The claim comes despite the fact that scores of roasters throughout the United States engage directly in coffee sourcing, roasting, production, packaging and sales of RTD coffee drinks.
According to KDP, the $300 million investment represents a 33% stake in La Colombe. The cash investment will be used both to pay off debt and accelerate growth, according to the company. The deal comes approximately eight months after La Colombe and another beverage giant, Molson Coors, prematurely ended a 10-year distribution deal after 1.5 years.
Philadelphia-born La Colombe was a leading figure in coffee’s “Third Wave” movement of the 2000s and 2010s before growing to East Coast regional and national prominence through high-end retail expansion.

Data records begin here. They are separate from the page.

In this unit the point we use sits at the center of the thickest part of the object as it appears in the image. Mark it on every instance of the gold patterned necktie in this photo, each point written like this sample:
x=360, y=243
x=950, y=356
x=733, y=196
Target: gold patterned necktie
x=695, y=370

The company was also a pioneering force in coffee’s current RTD wave, in which concepts of “specialty” or “third wave” coffee have become intertwined with the convenience of canned and bottled coffee drinks. Following a $28.5 million investment in 2014, the company made a splash in the coffee category two years later with the introduction of its canned “draft latte.”

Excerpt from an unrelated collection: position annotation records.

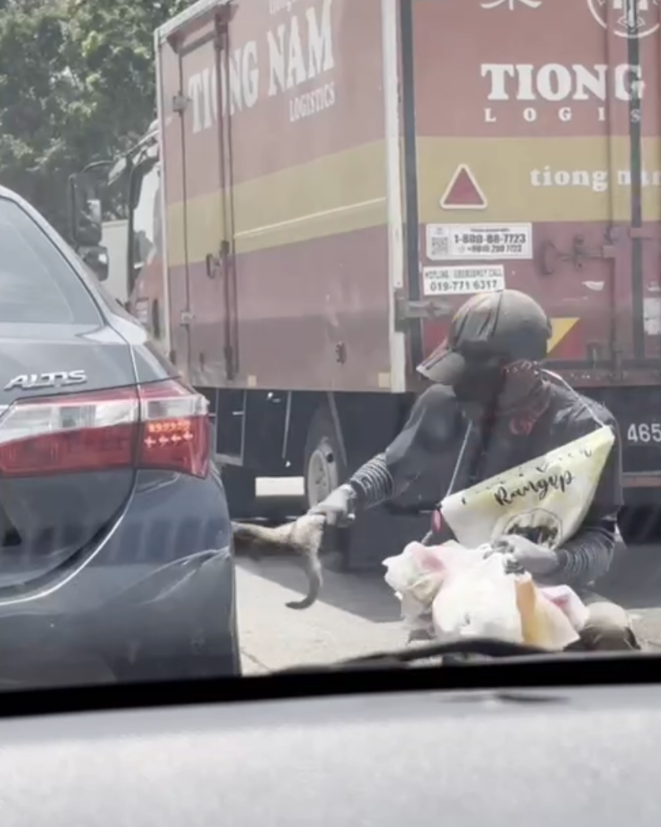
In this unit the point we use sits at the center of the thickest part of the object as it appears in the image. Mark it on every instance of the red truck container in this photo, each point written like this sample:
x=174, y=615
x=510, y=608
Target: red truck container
x=329, y=179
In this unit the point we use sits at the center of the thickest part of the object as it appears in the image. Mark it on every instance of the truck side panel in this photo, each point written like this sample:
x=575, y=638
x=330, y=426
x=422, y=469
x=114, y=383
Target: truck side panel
x=295, y=294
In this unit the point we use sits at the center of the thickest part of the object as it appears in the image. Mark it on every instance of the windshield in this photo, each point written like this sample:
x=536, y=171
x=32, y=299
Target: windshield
x=387, y=363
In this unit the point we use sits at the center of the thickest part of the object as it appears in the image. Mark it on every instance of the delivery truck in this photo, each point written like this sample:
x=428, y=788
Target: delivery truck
x=328, y=180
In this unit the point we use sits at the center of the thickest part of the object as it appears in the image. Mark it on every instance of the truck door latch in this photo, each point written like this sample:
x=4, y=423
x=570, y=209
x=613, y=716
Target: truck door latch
x=408, y=310
x=551, y=258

The $300 investment from Keurig Dr Pepper reflects a remarkable consolidation intersection for La Colombe, whose charismatic co-founder Todd Carmichael for years publicly bemoaned the corporatization of specialty coffee.
In a 2011 piece for Esquire, Carmichael commented on rumors of an impending corporate investment in Portland, Oregon-based Stumptown Coffee Roasters. Incidentally, that piece name-dropped Green Mountain Coffee (Keurig Dr Pepper was formerly known as Keurig Green Mountain).
“Chances are, it will be another in a long history of promising roasters sold and promptly suffocated by corporate America, like Torrefazione Italia, Seattle’s Best, and Green Mountain, to name just a few,” Carmichael wrote of Stumptown’s situation in 2011. “What advice can I give to anyone who’s mourning this loss? Vote with your dollar and avoid Wall Street-owned roasters.”
In an announcement from KDP today, La Colombe Chairman Ulukaya, who also owns Chobani, repeatedly referenced La Colombe’s “mission.”
“I joined the La Colombe journey eight years ago because I believe in its mission, quality, craftsmanship and social impact — and that everyone deserves quality, crafted, natural coffee,” Ulukaya said. “With this partnership we’ll be closer to fulfilling the mission of providing exceptional coffee to all.”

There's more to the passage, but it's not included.